Gold prices eased on Wednesday as the euro ran into profit-taking and stock markets dipped, with the previous day's burst of sharper risk appetite running out of steam after German economic data fell short of expectations.
Lingering speculation that the European Central Bank will soon take action to tackle the euro zone debt crisis limited falls in both the euro and gold, but the metal failed to sustain Tuesday's rise above $1,610 an ounce.
Spot gold was down 0.3 percent at $1,606.71 an ounce at 7:38 a.m. EDT (1138 GMT), while U.S. gold futures for December delivery were down $3.30 an ounce at $1,609.50.
Prices remain in a narrow range as investors await clearer signals on central bank policy on both sides of the Atlantic.
Signs that the ECB is set to relaunch its bond-buying program to shore up the euro, or further hints of more monetary stimulus measures from the U.S. Federal Reserve, would both likely boost gold.
"With resistance at $1,617-1,620 pretty formidable, and amidst quieter news, gold is likely to hover around $1,608-1,615 in today's trade," Richcomm Global Services senior analyst Pradeep Unni said.

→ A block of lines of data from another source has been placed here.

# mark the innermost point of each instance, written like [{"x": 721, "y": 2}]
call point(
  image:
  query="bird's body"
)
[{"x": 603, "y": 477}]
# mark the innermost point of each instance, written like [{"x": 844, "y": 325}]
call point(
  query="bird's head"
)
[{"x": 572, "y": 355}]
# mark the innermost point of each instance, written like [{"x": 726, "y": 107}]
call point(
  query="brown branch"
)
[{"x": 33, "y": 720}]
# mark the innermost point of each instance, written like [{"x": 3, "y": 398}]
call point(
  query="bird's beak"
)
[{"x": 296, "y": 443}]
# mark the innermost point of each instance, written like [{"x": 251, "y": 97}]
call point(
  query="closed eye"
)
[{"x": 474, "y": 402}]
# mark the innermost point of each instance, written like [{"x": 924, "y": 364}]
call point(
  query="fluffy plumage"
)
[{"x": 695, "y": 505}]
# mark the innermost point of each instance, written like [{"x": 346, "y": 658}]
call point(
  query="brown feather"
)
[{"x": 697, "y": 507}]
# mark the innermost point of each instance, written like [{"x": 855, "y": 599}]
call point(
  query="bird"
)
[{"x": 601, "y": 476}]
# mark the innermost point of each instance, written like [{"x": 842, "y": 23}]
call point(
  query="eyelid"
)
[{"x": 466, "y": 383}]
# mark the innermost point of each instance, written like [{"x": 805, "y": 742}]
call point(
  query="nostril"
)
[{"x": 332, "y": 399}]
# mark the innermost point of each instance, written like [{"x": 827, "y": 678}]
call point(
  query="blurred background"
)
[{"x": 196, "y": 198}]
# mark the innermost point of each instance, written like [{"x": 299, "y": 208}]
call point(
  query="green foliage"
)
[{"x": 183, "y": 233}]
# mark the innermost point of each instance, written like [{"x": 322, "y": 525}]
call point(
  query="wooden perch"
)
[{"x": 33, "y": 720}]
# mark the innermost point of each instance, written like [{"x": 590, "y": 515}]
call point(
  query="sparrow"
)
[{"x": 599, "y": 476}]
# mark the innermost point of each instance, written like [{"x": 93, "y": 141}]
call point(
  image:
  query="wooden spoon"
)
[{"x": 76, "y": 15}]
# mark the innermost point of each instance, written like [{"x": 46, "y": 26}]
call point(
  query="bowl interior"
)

"Gold seems to be supported by hopes that Europe and the United States would launch more stimulus measures to help shore up their faltering economies," he said. "Investors are betting that the festering debt crisis in the euro zone could push the ECB to launch a new round of bond-buying soon."
The euro fell 0.3 percent against the dollar after German data showed imports and exports falling.
European shares dipped 0.3 percent and safe-haven German Bund futures rebounded, while ten-year Spanish government bond yields briefly touched the 7 percent danger level as speculation grew that it may take time until Spain asks for a bailout.
Weakness throughout the financial markets is weighing on gold despite calls from top Fed official Eric Rosengren for the bank to launch another bond-buying program of whatever size and duration is necessary to get the economy back on its feet.
"Gold's steady showing despite Rosengren's call for open ended policy action suggests the jury is still out to large extent on Fed policy," ANZ Bank said in a note.
"The range bound trade of late could well continue until the Fed's Jackson Hole symposium at the end of the month."
Gold demand in major consumer India was soft at the start of the festival season, meanwhile, with rural buyers staying on the sidelines, preferring to hold on to their cash at a time when deficient monsoon rains threaten to dent their incomes.
The rural population accounts for 60 percent of the gold demand from India. Gold buying has already been hit in India by rupee weakness, which keeps local prices high, and a hike in import taxes aimed at cutting the trade deficit.
In China, which is currently vying with India as the world's top buyer of gold, the trading volume on the popular gold spot deferred contract on the Shanghai Gold Exchange stood at 11,468 contracts on Tuesday, after double-counting, down nearly 30 percent from July's average daily volume.
In August 2011, daily trading volume was 35,086 contracts.
Silver was down 0.7 percent at $27.87 an ounce, tracking losses in gold, while of the platinum group metals, platinum was down 0.6 percent at $1,397.99 an ounce, while palladium was up 0.4 percent at $582.22 an ounce.
Aquarius Platinum, the fourth-largest miner of the white metal, reported a $189 million full-year loss on Wednesday, hurt by lower production, which fell 14 percent to 411,398 PGM ounces.
The news failed to benefit platinum prices. The gold/platinum ratio, which measures the number of platinum ounces needed to buy an ounce of gold, held at 1.15 on Wednesday, close to its highest since 1985.